The first real closed batch is treated as “already submitted” and will never be posted to L1.

initialize_open_state() creates batch 0, but the new submitted_batches_state singleton is bootstrapped to 0. The submitter then computes first_to_submit = latest_submitted + 1, so it starts at batch 1 and permanently skips closed batch 0. The tests even encode this behavior by asserting only batches 1 and 2 are submitted.

Copy link
Collaborator

Choose a reason for hiding this comment

The reason will be displayed to describe this comment to others. Learn more.

I think the current “last submitted batch” approach is unsound for the at-least-once model we want.

Right now the system persists a monotonic submitted_batches_state cursor in SQLite, and that cursor is advanced from Latest-head observations in the input reader. That means a batch can briefly appear onchain, get recorded durably as “submitted”, then get reorged out before it is safe/final, and we will never retry it again because this worker treats the stored value as authoritative and starts from S + 1.

In other words, we’re turning an optimistic, reorgable observation into permanent truth.

I think the cleaner model is:

  • keep the input reader as it was before, focused on what it already does well (safe direct-input ingestion);
  • and make this submit worker fetch the latest submitted batch from the chain fresh on each loop iteration, keeping that state only in memory.

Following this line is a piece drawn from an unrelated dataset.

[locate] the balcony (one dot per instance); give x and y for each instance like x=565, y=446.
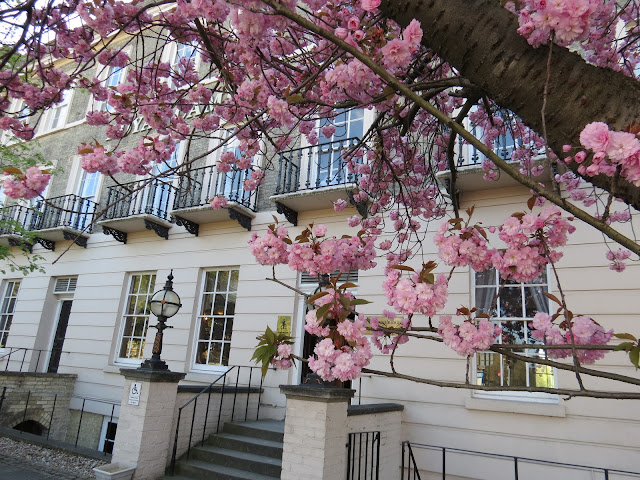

Concretely in this submit worker:

  • wake up,
  • read the current chain view for batch-submission inputs (maybe at Latest - k rather than raw Latest),
  • derive the highest submitted batch nonce,
  • compare that with locally closed batches,
  • submit any missing ones,
  • then sleep and repeat.

That gives us the “at least once, maybe duplicates” behavior we want, without persisting reorg-prone state, and lets the next loop automatically recover from short reorgs or temporarily missing inclusions.

Copy link
Collaborator Author

Choose a reason for hiding this comment

The reason will be displayed to describe this comment to others. Learn more.

...keeping that state only in memory.

My only concern is that if the sequencer restarts, it would resend all batches from the very first one right?

Copy link
Collaborator Author

Choose a reason for hiding this comment

The reason will be displayed to describe this comment to others. Learn more.

...keep the input reader as it was before

Just to make sure that we want only direct input right, so the msg.sender is used to filter out the batches?

Copy link
Collaborator

Choose a reason for hiding this comment

The reason will be displayed to describe this comment to others. Learn more.

Yes, exactly: the worker is meant to be stateless, but not blind.

On every loop iteration, it rebuilds its view from the two real sources of truth:

  • B: the blockchain view for our app’s InputAdded events, up to Latest - k
  • L: the local DB view of closed/ready batches produced by the inclusion lane

So on restart it does not resend everything from batch 0. It just fetches S from B again, compares with L, and resumes from there.

More concretely, the loop I have in mind is:

  • wake up
  • query B for all InputAdded events for our app up to Latest - k
  • from those, filter only the inputs whose msgSender is the batch submitter / sequencer sender
  • decode the batch nonce from those inputs and derive the highest contiguous submitted nonce S (or “none yet” if nothing has been submitted)
  • query L for the locally closed batches C (all batches except the current open one)
  • compare S with C
  • if C has a suffix that is still missing from B, submit that suffix (or better yet, just the first missing batch and leave the rest for the next iteration, which is probably cleaner)
  • sleep, then repeat

A few important properties fall out of this:

  • Restart-safe: no persistent “submitted” cursor is needed, because S is recomputed from chain truth every time.
  • Reorg-safe: if a batch briefly appears and then gets reorged out, the next iteration just stops seeing it and will retry it.
  • At-least-once: duplicates are fine, because the scheduler deduplicates by batch nonce.
  • No optimistic state gets fossilized: we never promote a Latest-head observation into durable DB truth.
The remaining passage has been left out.